The new market is attracting a lot of attention, Hall said.

“People are already reaching out through our newsletters, and people are calling to ask if there is any more room,” she said. Any questions about availability should be sent to mesomarket@mesopdx.org, she said.

Hall said one cool thing about the Alberta Street location is that one of MESO’s clients, LaTina’s Style of Elegance, a seller of quality handbags and accessories, will move into the store permanently sometime later.

“It was a vacant space until we moved in and has been a work in progress for a while, but we’re holding it for LaTina’s, currently a home-based an online business but one which also has a mobile boutique bus which was converted into a shop that can go to different events,” Hall said. “And our goal is to have it parked in front of the storefront as well.”'

Another holiday market is Mercy Corps Northwest’s annual online shopping event, Northwest Made Holiday Market, which started Nov. 26 and will continue through Dec. 30 and can be accessed at shopnorthwestmade.org.
More than 100 businesses owned by “historically marginalized entrepreneurs” from across Oregon and southern Washington are featured and product offerings range from food and drink to plants, art and jewelry.

Lynn Renken, executive director of Mercy Corps, said in a news release that support for local small businesses is vital to their survival.

“It is more important than ever that we shop to support local entrepreneurs and help keep their shops open and keep money in our local economy,” she said.

Prosper Portland, the city’s economic development arm, is also presenting its annual My People’s Market with choices to order online or shop in person from minority and women-owned firms. A My People’s Market Window Shop is located at Southeast Ninth Avenue and Yamhill Street, featuring gifts from local BIPOC business owners where shoppers can shop the window, scan the code and buy online.

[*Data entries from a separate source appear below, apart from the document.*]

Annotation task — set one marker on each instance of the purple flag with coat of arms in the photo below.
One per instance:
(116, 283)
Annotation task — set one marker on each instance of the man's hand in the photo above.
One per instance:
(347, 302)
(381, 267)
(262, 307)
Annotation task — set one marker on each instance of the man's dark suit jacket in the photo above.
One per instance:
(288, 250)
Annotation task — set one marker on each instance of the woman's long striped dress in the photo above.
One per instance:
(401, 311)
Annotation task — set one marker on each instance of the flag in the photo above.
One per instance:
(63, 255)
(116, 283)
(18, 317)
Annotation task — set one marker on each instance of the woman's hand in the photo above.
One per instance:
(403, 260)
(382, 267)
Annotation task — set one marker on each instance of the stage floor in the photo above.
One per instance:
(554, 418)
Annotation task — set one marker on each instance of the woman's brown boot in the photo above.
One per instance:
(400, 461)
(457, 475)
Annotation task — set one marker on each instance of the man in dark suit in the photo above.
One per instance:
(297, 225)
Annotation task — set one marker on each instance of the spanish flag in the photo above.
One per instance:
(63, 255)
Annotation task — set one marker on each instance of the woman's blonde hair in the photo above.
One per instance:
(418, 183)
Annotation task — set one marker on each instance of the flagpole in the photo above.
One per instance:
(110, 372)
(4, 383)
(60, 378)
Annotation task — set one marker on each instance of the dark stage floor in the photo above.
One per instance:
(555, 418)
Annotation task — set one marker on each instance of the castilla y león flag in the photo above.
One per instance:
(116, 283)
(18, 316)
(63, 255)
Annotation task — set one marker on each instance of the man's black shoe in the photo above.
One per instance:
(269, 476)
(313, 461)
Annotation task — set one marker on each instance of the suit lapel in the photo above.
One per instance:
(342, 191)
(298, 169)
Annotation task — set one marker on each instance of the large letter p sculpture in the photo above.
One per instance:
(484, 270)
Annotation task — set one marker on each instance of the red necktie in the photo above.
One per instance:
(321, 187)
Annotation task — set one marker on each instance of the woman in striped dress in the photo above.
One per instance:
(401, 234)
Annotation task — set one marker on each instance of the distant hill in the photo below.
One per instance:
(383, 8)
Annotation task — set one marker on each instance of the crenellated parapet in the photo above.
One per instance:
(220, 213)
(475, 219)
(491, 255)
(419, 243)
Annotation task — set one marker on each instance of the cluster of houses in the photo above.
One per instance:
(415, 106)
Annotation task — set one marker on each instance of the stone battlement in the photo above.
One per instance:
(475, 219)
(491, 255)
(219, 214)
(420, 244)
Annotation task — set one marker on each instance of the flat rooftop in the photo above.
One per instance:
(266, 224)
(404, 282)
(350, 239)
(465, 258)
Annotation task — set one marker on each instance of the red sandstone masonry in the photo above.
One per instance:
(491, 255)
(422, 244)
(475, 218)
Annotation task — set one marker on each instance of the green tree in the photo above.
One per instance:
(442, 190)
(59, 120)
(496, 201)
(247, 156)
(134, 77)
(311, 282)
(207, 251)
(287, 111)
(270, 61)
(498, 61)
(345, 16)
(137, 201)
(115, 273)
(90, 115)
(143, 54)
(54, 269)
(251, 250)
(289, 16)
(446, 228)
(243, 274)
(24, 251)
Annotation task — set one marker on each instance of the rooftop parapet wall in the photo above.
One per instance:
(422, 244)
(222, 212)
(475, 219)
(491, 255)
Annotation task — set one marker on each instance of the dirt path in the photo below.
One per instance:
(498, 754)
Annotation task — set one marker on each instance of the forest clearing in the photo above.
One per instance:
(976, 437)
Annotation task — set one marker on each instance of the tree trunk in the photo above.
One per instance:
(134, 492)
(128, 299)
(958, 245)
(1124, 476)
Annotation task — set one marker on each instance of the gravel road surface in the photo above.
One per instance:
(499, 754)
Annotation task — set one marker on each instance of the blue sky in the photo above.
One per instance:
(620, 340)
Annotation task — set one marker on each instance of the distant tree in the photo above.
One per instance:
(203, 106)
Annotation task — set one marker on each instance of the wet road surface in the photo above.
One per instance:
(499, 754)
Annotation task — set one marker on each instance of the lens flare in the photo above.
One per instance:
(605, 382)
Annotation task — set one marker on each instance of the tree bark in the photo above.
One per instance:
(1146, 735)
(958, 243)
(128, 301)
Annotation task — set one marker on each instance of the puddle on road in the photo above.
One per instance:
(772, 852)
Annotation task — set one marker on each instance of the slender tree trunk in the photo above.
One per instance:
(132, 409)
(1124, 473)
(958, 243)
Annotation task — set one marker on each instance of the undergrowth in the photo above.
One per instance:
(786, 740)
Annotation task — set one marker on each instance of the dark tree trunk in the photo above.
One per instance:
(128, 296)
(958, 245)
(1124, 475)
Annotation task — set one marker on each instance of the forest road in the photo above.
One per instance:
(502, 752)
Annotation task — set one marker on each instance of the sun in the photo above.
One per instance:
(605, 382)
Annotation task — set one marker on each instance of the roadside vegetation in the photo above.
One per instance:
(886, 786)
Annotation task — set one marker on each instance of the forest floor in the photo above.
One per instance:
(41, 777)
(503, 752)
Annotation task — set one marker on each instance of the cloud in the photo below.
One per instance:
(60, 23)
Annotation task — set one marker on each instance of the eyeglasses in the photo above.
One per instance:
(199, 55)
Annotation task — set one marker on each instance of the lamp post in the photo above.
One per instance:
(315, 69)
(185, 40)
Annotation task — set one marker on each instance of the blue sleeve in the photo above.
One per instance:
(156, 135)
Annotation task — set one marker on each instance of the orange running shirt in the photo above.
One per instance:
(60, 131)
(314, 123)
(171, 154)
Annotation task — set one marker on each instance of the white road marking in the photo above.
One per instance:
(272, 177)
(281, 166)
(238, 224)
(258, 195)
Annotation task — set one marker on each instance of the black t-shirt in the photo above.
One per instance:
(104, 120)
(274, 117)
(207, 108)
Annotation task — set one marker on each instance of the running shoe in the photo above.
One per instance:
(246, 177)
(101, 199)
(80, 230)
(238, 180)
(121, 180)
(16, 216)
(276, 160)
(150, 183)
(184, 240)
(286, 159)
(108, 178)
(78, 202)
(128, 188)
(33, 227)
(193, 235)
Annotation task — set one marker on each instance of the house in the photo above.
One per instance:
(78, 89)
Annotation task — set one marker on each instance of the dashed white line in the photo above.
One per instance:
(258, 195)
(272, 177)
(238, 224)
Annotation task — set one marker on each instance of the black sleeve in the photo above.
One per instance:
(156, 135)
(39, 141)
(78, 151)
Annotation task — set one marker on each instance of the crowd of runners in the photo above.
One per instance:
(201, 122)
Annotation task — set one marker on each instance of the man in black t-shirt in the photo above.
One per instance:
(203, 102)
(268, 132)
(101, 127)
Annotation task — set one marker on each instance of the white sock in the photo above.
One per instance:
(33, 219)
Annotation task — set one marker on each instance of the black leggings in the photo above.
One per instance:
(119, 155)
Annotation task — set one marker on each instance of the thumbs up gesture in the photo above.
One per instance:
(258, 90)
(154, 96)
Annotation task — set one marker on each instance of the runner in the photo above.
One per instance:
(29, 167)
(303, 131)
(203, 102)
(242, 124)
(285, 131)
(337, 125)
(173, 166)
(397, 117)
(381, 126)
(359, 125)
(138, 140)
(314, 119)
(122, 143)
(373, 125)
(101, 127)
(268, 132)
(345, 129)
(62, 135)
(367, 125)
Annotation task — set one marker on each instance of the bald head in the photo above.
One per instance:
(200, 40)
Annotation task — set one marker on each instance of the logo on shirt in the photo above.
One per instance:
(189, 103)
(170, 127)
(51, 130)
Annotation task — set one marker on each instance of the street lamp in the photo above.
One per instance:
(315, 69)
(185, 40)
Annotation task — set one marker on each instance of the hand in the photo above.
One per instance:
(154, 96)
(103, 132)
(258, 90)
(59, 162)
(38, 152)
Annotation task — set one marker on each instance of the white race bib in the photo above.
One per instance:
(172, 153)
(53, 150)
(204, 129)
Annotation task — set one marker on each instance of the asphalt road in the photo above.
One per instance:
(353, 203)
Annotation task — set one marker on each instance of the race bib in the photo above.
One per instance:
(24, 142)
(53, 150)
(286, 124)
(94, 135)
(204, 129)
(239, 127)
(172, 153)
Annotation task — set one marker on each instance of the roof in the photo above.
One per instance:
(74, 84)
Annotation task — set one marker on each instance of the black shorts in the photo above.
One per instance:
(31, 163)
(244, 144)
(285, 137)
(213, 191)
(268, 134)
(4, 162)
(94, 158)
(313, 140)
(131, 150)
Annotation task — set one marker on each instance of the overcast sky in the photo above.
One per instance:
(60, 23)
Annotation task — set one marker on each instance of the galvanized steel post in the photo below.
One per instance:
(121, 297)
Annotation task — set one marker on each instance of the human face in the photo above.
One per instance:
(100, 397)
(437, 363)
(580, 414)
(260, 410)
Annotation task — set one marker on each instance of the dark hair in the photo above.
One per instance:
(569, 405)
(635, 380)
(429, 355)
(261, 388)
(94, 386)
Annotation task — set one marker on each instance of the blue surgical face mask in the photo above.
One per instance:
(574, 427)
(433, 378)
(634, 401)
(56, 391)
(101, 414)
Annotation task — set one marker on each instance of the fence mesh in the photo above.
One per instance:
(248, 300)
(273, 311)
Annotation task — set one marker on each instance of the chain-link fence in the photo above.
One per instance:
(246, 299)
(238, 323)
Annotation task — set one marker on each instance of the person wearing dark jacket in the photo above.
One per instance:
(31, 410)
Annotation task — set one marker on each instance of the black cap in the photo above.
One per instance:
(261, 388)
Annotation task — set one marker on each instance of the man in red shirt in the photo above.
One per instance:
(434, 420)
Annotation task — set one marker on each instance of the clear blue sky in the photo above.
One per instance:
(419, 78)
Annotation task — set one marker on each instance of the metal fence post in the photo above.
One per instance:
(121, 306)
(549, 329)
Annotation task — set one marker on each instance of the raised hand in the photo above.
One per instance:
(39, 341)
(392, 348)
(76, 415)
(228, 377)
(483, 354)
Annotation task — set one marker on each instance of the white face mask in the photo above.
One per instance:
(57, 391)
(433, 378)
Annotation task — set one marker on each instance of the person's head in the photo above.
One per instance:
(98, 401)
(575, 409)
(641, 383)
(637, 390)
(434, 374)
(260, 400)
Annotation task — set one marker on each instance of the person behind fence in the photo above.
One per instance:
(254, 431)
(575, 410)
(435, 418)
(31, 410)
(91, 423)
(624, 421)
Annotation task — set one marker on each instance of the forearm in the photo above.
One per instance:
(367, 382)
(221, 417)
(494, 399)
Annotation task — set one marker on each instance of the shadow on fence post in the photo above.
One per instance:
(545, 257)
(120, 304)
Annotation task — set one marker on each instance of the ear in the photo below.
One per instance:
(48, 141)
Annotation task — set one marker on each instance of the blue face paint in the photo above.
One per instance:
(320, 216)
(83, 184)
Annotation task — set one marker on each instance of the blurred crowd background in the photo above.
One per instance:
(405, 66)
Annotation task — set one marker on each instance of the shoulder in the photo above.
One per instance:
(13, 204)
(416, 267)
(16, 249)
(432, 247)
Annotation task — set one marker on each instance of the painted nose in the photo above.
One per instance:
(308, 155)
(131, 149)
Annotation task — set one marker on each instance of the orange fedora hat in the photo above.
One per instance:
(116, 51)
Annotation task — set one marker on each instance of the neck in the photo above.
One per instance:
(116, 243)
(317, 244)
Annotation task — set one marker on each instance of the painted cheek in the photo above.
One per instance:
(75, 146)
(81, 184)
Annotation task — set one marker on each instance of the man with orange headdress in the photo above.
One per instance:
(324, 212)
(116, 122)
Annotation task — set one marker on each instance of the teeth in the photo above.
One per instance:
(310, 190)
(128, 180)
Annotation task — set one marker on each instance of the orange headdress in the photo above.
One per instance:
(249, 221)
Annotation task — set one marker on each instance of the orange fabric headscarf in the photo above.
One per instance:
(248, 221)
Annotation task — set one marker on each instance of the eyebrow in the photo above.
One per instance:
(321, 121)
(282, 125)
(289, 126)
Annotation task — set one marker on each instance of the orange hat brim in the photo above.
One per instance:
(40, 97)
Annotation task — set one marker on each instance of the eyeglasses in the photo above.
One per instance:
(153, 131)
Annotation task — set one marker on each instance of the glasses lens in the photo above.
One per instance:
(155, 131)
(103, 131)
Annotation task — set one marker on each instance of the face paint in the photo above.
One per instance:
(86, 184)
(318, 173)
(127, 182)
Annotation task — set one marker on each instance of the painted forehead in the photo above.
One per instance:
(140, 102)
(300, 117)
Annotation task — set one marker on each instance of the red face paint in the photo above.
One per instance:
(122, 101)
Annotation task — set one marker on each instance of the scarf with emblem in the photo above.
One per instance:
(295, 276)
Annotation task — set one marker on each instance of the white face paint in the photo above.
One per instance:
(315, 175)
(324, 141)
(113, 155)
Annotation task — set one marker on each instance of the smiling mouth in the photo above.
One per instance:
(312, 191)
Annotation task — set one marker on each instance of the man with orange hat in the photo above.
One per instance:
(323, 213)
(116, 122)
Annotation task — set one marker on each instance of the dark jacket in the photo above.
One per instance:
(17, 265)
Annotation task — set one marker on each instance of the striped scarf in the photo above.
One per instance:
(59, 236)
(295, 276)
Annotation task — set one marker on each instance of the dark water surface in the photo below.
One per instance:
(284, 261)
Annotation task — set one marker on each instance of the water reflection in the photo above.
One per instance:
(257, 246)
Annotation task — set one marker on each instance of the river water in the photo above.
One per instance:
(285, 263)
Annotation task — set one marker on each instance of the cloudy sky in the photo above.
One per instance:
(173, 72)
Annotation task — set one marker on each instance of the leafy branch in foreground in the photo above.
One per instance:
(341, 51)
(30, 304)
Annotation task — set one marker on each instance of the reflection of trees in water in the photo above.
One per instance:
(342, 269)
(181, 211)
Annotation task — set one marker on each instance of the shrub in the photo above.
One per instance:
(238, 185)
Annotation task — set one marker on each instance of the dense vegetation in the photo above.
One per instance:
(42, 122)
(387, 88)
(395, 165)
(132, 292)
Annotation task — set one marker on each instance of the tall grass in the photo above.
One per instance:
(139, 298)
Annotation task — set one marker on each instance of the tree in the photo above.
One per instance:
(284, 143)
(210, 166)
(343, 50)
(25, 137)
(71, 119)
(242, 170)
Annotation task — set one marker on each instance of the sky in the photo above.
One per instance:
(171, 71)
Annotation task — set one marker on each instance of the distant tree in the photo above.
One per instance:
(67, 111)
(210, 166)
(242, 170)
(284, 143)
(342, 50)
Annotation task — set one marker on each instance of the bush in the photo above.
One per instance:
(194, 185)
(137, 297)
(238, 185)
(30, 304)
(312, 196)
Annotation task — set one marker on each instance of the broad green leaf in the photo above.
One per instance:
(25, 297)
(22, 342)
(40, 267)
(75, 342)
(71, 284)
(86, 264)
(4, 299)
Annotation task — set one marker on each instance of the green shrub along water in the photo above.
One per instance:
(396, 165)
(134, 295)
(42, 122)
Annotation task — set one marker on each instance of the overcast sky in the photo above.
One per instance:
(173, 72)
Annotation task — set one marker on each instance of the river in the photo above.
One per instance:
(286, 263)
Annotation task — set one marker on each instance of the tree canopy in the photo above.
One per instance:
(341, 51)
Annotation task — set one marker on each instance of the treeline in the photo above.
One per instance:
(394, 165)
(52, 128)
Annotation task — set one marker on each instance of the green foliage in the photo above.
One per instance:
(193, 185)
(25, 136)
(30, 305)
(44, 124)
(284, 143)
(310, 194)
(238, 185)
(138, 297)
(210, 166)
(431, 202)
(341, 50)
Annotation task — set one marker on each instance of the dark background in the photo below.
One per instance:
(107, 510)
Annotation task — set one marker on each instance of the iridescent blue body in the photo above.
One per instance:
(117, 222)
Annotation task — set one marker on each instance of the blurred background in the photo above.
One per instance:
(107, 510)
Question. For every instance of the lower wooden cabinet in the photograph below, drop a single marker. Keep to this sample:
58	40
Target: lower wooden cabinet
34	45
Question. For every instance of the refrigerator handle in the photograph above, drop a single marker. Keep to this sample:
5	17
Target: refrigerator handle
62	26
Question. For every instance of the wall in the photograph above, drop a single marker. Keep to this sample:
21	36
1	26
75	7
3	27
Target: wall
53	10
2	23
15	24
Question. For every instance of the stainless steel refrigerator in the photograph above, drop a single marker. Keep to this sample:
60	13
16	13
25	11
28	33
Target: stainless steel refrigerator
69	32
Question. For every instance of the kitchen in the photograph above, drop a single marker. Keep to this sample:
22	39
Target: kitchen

An in-person marketplace for My People’s Market will continue over the next two Sundays, Dec. 12 and Dec. 19 from noon to 6 p.m. at The Redd, 831 S.E. Salmon St. The shopping days will feature DJs and daily entertainment with a headline performer each market day.

For a list of vendors at MESO's holiday market, go to mesopdx.org/mesomarket..

--Beverly Corbell


Jataune Hall (left) and Ahquoya Brooks of Micro Enterprise Services of Oregon (MESO), introduce the community to a special MESO holiday market for gift buying during the holidays featuring goods from minority-owned firms, supporting vendors of color, located at 1237 N.E. Alberta St.